I was trying to integrate $\sec^3x$ and discovered that I would have to integrate $\sec x$ in the process. I had not seen the "standard" approach and came up with my own solution, which is apparently quite different:
$$\int \sec xdx = \int \frac{dx}{\cos x}$$
I substituted $u = \sin x$ so that $dx = \frac{du}{\cos x}$. Then
$$\int \frac{dx}{\cos x} = \int \frac{du}{\cos^2x} = \int \frac{du}{1 – \sin^2x} = \int \frac{du}{1 – u^2}$$
The solution to this is $\tanh^{-1}u + C$. Since $u = \sin x$, this means that
$$\int \sec xdx = \tanh^{-1}(\sin x) + C \tag{1}$$
After looking it up, I found out that the standard form of the integral is $$\int\sec x dx = \ln|\text{sec}x + \text{tan}x| + C \tag{2}$$
I couldn't find anything about the alternate form $(1)$ which is, as far as I can tell, equivalent to $(2)$. So, did I make a mistake here?
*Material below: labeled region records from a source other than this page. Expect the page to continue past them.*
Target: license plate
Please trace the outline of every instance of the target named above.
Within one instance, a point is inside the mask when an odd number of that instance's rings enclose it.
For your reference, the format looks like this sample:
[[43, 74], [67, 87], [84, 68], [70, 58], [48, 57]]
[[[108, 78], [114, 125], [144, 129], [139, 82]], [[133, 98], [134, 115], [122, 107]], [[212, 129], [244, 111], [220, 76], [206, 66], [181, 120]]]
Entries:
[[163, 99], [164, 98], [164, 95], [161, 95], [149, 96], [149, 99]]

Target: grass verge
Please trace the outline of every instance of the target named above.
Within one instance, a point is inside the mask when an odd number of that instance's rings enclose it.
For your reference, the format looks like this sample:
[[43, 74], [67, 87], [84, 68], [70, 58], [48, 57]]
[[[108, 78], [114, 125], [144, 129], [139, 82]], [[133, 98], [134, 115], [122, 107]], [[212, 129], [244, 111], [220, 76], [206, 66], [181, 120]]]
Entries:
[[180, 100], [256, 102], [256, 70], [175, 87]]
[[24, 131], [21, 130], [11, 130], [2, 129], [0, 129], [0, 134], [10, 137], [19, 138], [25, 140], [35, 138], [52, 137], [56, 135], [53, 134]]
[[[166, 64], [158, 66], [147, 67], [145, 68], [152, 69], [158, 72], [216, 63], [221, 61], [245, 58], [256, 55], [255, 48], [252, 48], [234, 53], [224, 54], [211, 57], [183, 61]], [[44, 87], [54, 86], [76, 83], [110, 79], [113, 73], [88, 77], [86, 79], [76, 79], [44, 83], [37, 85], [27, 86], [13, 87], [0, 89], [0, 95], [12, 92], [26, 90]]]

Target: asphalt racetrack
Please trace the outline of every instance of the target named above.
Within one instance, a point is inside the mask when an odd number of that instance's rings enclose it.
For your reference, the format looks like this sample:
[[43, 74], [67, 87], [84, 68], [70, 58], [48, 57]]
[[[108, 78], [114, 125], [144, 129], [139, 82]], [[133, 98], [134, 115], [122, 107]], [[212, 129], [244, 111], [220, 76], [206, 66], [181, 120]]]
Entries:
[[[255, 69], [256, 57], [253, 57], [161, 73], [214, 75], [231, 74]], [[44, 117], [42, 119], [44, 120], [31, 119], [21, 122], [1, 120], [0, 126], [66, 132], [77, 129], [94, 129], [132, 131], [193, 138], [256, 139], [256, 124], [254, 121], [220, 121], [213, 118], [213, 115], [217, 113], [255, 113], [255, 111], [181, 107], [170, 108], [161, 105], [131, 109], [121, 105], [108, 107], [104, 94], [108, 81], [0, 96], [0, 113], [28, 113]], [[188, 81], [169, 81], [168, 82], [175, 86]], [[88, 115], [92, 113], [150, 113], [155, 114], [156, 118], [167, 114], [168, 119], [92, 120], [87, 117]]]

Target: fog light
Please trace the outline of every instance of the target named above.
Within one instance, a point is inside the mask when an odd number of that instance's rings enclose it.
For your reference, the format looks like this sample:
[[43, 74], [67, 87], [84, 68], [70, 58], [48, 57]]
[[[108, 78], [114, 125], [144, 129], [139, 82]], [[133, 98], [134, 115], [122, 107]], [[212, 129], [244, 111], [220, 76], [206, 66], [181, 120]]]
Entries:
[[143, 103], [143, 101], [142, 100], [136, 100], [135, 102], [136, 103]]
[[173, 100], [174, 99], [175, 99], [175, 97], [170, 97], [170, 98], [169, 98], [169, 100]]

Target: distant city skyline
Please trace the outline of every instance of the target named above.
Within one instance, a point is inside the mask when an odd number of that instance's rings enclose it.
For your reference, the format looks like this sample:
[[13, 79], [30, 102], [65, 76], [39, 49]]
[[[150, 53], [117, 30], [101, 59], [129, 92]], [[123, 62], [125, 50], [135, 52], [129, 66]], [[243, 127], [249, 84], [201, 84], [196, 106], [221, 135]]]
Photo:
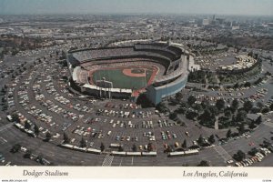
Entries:
[[0, 0], [0, 15], [128, 13], [273, 15], [273, 1]]

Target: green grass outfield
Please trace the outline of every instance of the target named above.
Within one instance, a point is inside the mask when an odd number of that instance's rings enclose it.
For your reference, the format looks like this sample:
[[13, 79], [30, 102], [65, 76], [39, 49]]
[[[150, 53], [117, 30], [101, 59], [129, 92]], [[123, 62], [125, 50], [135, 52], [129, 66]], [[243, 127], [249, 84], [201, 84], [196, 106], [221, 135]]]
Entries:
[[113, 83], [114, 88], [140, 89], [146, 87], [152, 74], [152, 69], [147, 69], [146, 77], [132, 77], [124, 75], [122, 69], [106, 69], [95, 71], [92, 79], [96, 83], [96, 80], [102, 80], [105, 77], [106, 80]]

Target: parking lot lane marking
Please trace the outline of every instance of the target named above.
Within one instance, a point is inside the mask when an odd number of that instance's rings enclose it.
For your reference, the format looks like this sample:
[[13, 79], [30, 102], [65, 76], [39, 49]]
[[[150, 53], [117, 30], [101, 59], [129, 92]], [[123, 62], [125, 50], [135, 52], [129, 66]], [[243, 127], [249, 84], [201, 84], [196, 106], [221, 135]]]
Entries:
[[214, 149], [221, 156], [224, 160], [230, 160], [232, 157], [221, 147], [216, 146]]
[[268, 126], [273, 127], [273, 123], [271, 123], [271, 122], [264, 122], [263, 124]]
[[7, 143], [7, 141], [4, 137], [0, 137], [0, 138], [1, 138], [1, 144]]
[[111, 167], [113, 160], [114, 156], [110, 156], [110, 154], [107, 154], [103, 161], [102, 167]]
[[123, 160], [123, 157], [121, 157], [121, 160], [120, 160], [120, 163], [119, 163], [119, 167], [121, 167], [122, 160]]
[[5, 129], [7, 129], [7, 128], [11, 127], [13, 125], [14, 125], [14, 123], [9, 123], [9, 124], [6, 124], [5, 126], [2, 126], [0, 127], [0, 132], [4, 131]]

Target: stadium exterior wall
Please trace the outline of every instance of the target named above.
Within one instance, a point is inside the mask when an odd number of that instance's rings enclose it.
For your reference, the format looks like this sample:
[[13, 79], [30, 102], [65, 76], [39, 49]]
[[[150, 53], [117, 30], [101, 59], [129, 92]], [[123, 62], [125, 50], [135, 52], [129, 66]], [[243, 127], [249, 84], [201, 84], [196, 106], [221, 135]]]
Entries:
[[186, 86], [187, 81], [187, 75], [179, 77], [177, 80], [162, 86], [154, 87], [150, 86], [147, 87], [147, 98], [155, 105], [157, 105], [162, 99], [180, 92]]

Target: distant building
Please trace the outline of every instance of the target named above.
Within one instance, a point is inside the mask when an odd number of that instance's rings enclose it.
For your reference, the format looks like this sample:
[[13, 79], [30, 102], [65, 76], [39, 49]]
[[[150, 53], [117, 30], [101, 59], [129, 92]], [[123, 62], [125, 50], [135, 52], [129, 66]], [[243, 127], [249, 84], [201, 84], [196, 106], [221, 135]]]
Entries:
[[238, 30], [238, 29], [240, 29], [240, 26], [239, 26], [239, 25], [233, 25], [233, 26], [231, 27], [231, 29], [232, 29], [232, 30]]
[[209, 19], [203, 19], [202, 25], [209, 25]]

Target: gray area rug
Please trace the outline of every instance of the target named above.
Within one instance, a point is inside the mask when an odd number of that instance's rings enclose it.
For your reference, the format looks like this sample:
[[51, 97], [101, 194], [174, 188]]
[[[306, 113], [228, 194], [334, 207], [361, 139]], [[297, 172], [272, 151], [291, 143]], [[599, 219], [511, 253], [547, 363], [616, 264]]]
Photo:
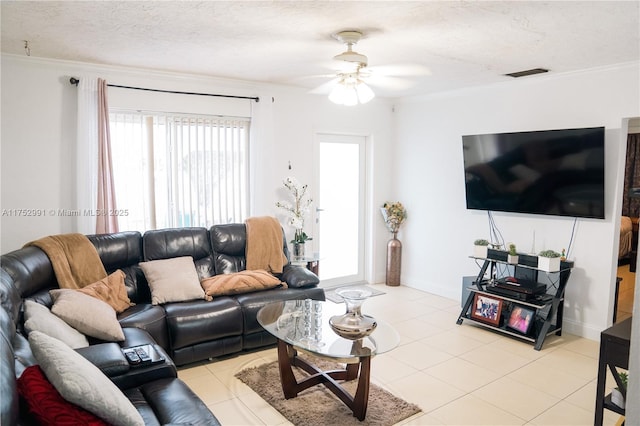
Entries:
[[[348, 286], [348, 287], [351, 287], [351, 286]], [[371, 296], [370, 297], [379, 296], [381, 294], [385, 294], [384, 291], [376, 290], [375, 288], [369, 287], [368, 285], [354, 285], [353, 287], [366, 288], [367, 290], [369, 290], [371, 292]], [[336, 287], [336, 288], [326, 289], [324, 291], [324, 297], [327, 300], [332, 301], [333, 303], [342, 303], [344, 301], [342, 299], [342, 296], [336, 294], [336, 290], [338, 290], [339, 288], [344, 288], [344, 287]]]
[[[339, 364], [323, 359], [305, 358], [323, 370], [339, 368]], [[372, 363], [373, 364], [373, 363]], [[375, 368], [375, 365], [371, 366]], [[307, 373], [294, 368], [296, 378]], [[386, 390], [371, 383], [367, 415], [363, 421], [353, 417], [353, 413], [324, 385], [313, 386], [300, 392], [296, 398], [285, 399], [280, 385], [278, 362], [270, 362], [258, 367], [248, 368], [236, 374], [236, 377], [253, 389], [258, 395], [278, 410], [294, 425], [384, 425], [391, 426], [420, 412], [420, 407], [410, 404]], [[358, 380], [342, 383], [353, 395]]]

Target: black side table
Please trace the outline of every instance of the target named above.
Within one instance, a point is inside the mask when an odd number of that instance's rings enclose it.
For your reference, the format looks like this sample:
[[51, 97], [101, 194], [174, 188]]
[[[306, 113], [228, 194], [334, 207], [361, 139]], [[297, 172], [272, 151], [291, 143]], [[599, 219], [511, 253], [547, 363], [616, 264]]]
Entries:
[[613, 378], [620, 392], [625, 397], [627, 389], [620, 380], [618, 368], [629, 369], [629, 342], [631, 340], [631, 320], [627, 318], [600, 333], [600, 359], [598, 361], [598, 384], [596, 386], [596, 414], [595, 426], [602, 425], [604, 409], [615, 411], [623, 415], [624, 408], [620, 408], [611, 402], [611, 395], [604, 394], [607, 381], [607, 368], [611, 370]]

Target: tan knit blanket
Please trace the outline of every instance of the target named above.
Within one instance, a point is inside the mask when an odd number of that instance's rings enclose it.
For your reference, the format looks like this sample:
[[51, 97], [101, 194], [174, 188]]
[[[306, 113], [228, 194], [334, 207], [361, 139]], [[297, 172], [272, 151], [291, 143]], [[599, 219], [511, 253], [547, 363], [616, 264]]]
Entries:
[[246, 269], [265, 269], [272, 274], [282, 273], [287, 257], [282, 250], [282, 227], [271, 216], [250, 217], [247, 227]]
[[51, 235], [26, 246], [38, 247], [47, 254], [60, 288], [82, 288], [107, 276], [98, 251], [85, 235]]

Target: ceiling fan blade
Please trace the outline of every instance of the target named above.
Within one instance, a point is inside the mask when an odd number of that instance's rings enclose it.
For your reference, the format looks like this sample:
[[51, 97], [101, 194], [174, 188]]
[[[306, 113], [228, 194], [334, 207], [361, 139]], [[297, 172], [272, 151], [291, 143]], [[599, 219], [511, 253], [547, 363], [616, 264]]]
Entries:
[[340, 81], [339, 78], [335, 77], [332, 78], [331, 80], [327, 81], [326, 83], [322, 83], [320, 86], [311, 89], [309, 91], [309, 93], [314, 94], [314, 95], [327, 95], [329, 94], [329, 92], [331, 92], [331, 89], [333, 89], [333, 87], [338, 83], [338, 81]]
[[376, 65], [371, 67], [371, 72], [397, 77], [420, 77], [431, 75], [431, 70], [428, 67], [419, 64]]
[[371, 86], [384, 89], [406, 90], [413, 86], [411, 80], [374, 73], [366, 77], [364, 81]]

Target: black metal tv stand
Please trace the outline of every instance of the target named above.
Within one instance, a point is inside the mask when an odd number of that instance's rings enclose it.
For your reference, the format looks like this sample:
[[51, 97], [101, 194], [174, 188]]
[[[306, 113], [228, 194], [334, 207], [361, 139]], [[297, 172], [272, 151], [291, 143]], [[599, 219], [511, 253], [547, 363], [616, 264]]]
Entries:
[[[517, 337], [522, 340], [526, 340], [534, 343], [534, 349], [539, 351], [542, 349], [542, 345], [547, 336], [556, 334], [560, 336], [562, 334], [562, 317], [564, 311], [564, 292], [567, 287], [567, 282], [571, 276], [571, 269], [573, 268], [573, 262], [561, 261], [560, 270], [558, 272], [546, 272], [538, 269], [538, 257], [519, 254], [519, 260], [517, 265], [507, 263], [507, 252], [501, 250], [489, 249], [489, 254], [486, 259], [474, 258], [476, 260], [483, 261], [480, 268], [480, 272], [473, 283], [473, 286], [469, 289], [469, 296], [458, 316], [457, 324], [460, 325], [463, 321], [470, 321], [475, 324], [487, 327], [494, 331], [508, 334], [513, 337]], [[555, 292], [540, 294], [530, 299], [520, 299], [516, 297], [505, 296], [504, 294], [496, 294], [491, 291], [493, 284], [494, 272], [496, 266], [499, 264], [517, 266], [518, 268], [524, 268], [530, 270], [536, 277], [538, 273], [543, 273], [551, 276], [557, 275], [557, 283], [554, 286]], [[487, 271], [489, 271], [489, 278], [486, 278]], [[537, 279], [537, 278], [536, 278]], [[551, 289], [553, 290], [553, 288]], [[501, 306], [505, 306], [505, 309], [501, 310], [500, 317], [496, 319], [494, 323], [488, 323], [487, 321], [481, 321], [474, 318], [472, 315], [472, 308], [474, 307], [474, 300], [477, 295], [484, 296], [494, 300], [501, 301]], [[522, 306], [533, 310], [535, 312], [535, 318], [530, 330], [525, 334], [517, 332], [514, 329], [507, 327], [507, 315], [511, 309], [515, 306]]]

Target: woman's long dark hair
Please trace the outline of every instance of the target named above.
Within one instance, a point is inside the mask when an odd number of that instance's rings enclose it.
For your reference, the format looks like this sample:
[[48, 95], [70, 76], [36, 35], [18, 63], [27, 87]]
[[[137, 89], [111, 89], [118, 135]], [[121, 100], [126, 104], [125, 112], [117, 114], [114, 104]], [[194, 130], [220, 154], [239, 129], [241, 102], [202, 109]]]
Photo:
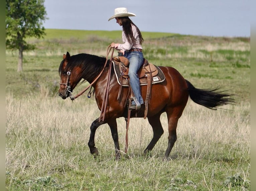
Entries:
[[125, 36], [127, 37], [127, 40], [131, 44], [134, 44], [137, 42], [136, 39], [133, 36], [132, 29], [132, 25], [134, 26], [139, 34], [139, 38], [140, 39], [140, 44], [141, 45], [144, 42], [144, 39], [142, 38], [141, 33], [140, 33], [139, 28], [134, 24], [132, 20], [128, 17], [119, 17], [118, 18], [121, 20], [123, 26], [123, 29]]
If not, is there a reason to prefer the usual form $(2)$?
Best Answer
$$\begin{align} \tanh^{-1}(\sin x) &=\frac12\ln\left|\frac{1+\sin x}{1-\sin x}\cdot \frac{1/\cos x}{1/\cos x}\right|\\[4pt] &=\frac12\ln\left|\frac{\sec x+\tan x}{\sec x-\tan x}\right| \\[4pt] &=\frac12\ln\left|\frac{\sec x+\tan x}{\sec x-\tan x}\cdot\frac{\sec x+\tan x}{\sec x+\tan x}\right|\\[4pt] &=\phantom{\frac12}\ln\left|\sec x+\tan x\right| \end{align}$$
I believe most introductory calculus books use the equivalent form because their readers are not aware of hyperbolic trigonometric functions or their inverses.